In the meantime, he decided as Sir Jasper took Ellen on his arm to lead her into the dining room, and he offered his own arm to Susan, he would stay far away from Ellen for that evening. He would show her feelings that much respect, anyway.
He seated Susan as far from the head of the table as possible and set himself to charming both her and Lady Habersham on his other side. He concentrated the whole of his mind on his conversation with those two ladies and on Winslow and Mrs. Everett opposite. And soon, he thought after an interminable hour, the ladies would withdraw, and if he was fortunate, Sir Jasper would be the type of man who liked to sit over the port and the male conversation for at least an hour more.
But Sir Jasper rose to his feet before Edith Simpson could give the signal to the ladies. He wished his guests to join him in a few toasts, he said. They all dutifully raised their glasses to his granddaughter, whom circumstances had kept from him all her life, and to his dear daughter-in-law, who had comforted the last years of his son.
The old man paus
ed, his smile directed at Ellen. Lord Eden allowed himself to look fully at her for the first time that evening. She was sitting very upright in her chair, her face pale and tense, her eyes wide and pleading on her father-in-law. One hand began to reach up to him but joined the other in her lap again.
Lord Eden frowned.
“And a very special toast,” Sir Jasper said, “to a third person, one who is with us tonight and makes our numbers a very awkward seventeen.” He smiled kindly down at his daughter-in-law.
She closed her eyes.
“To my future grandchild,” Sir Jasper said. “To my grandson, it is my fondest hope. My heir.”
There was a buzz of voices about the table and a scraping of chairs being pushed back. And a clinking of glasses. Lord Eden found himself on his feet and doing what everyone else did. He even heard Susan say that she was never more surprised in her life. And one part of him noticed Jennifer with both hands to her mouth, crying.
He stayed on his feet, bowing and smiling as the ladies left. And he even found himself participating in a conversation about the races and the quality of the cattle that were up for auction these days at Tattersall’s. He had no idea if the gentlemen sat over the port for ten minutes or thirty, or for a whole hour.

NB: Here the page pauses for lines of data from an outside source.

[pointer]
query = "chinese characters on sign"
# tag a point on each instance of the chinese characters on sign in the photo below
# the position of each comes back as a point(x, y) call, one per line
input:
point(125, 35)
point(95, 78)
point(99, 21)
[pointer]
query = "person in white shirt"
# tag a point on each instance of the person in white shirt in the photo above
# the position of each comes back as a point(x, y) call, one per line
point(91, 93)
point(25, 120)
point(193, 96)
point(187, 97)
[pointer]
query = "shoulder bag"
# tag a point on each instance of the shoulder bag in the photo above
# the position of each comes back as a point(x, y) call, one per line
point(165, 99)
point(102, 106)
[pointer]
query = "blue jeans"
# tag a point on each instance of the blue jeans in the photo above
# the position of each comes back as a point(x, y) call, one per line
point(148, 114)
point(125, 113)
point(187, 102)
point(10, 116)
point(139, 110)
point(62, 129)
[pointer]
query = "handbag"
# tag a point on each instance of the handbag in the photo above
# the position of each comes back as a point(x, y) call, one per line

But Sir Jasper did eventually suggest that they join the ladies in the drawing room.
JENNIFER SAT BESIDE ELLEN until the gentlemen joined them. Most of the other ladies were gathered about the pianoforte. Several of them played.
Jennifer was feeling happier than she had felt for months, she told Ellen more than once. Why had Ellen not told her before? She was so very happy.
“I have been feeling so sad for you in the last few weeks, Ellen,” she said. “I have new friends and have been going about a great deal more than you have. And I have realized that losing a husband is very much worse than losing a father. I have wished and wished that there were something or somebody for you. But though you are young and very lovely and will undoubtedly remarry eventually, you could not think of doing so yet, could you? But now you do have someone. Your very own child. Oh, Ellen, I know why you did not tell me when we were alone at home. I would have screamed and danced you about the room. I don’t blame you for preventing that.”